I can't speak to the exact number of other health care providers who are enrolled in the study, but I can say I've had colleagues reach out to me as a result of seeing that I was participating and also patients who found out that I was participating–asking me more about participating themselves.
AJMC®: Going back to a topic we kind of alluded to before, after being administered either the vaccine candidate or placebo, how did you feel?
Dr Smith: I felt okay. I mean, the evening after both injections, I did have a little soreness in my arm. The next day after both injections, I felt a little flu-y, nothing major. I really hope that I did actually get the vaccine candidate, but I don't know.
AJMC®: What should the general public understand about the COVID-19 vaccine trials?
Dr Smith: Well, I think that they should understand that there are many vaccine trials going on, because COVID-19 is affecting the world in a way that I think a virus has not affected the world since 1918, the flu pandemic, at that point.
There are lots of companies that are working to develop a safe and effective vaccine. I would also want the general public to know that the processes to protect participants are very strenuous and stringent. So, there's constant monitoring, first of all, from the beginning to make sure that this is going to be a safe trial for patients. There's an extremely long informed consent process that is 19 pages, which is great.

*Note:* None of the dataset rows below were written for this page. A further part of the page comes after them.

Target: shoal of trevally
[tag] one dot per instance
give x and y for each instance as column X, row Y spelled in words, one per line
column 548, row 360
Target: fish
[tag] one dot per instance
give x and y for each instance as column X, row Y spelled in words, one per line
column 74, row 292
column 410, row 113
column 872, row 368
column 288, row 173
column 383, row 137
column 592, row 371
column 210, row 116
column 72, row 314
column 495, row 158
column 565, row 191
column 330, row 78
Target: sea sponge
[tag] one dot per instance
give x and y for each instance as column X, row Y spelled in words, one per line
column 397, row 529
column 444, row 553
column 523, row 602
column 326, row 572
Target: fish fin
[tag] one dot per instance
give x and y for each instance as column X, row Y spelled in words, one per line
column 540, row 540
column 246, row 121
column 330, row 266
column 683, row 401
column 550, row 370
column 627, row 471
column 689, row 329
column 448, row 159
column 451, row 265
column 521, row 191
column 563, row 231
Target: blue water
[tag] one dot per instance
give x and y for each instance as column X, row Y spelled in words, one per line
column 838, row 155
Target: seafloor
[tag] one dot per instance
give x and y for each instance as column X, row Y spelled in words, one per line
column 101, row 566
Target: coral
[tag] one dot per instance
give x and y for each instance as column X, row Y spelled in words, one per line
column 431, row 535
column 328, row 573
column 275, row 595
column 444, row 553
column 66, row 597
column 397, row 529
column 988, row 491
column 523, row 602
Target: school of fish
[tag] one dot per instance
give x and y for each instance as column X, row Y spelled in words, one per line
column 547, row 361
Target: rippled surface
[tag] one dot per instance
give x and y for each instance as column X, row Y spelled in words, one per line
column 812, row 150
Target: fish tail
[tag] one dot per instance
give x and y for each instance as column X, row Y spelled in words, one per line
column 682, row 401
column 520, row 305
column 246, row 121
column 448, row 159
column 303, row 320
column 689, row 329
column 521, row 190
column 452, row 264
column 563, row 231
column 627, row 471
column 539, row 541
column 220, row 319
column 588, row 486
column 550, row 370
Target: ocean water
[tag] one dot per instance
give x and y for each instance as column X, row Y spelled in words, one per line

So, no one's being enrolled in this without really understanding the pros and cons of their participation, being able to drop out of the trial at any point. I think it's one of the things I would just really encourage and hope that many people in the general public would consider being part of a COVID-19 vaccine trial, and especially people of color.
AJMC®: Lastly, do you have any other concluding thoughts?
Dr Smith: I think that this is really historic, important research. I really hope that all of your listeners will consider being part of part of these trials. When I reflect on the fact that I get a flu vaccine every year, I know that there were people who, at some point in history, were part of trials to test to make sure that flu vaccine was safe and effective.
Now, every year, we all take a flu vaccine without thinking about it. So, I would just really encourage people to think about being part of making history and protecting not only people now, but into the future.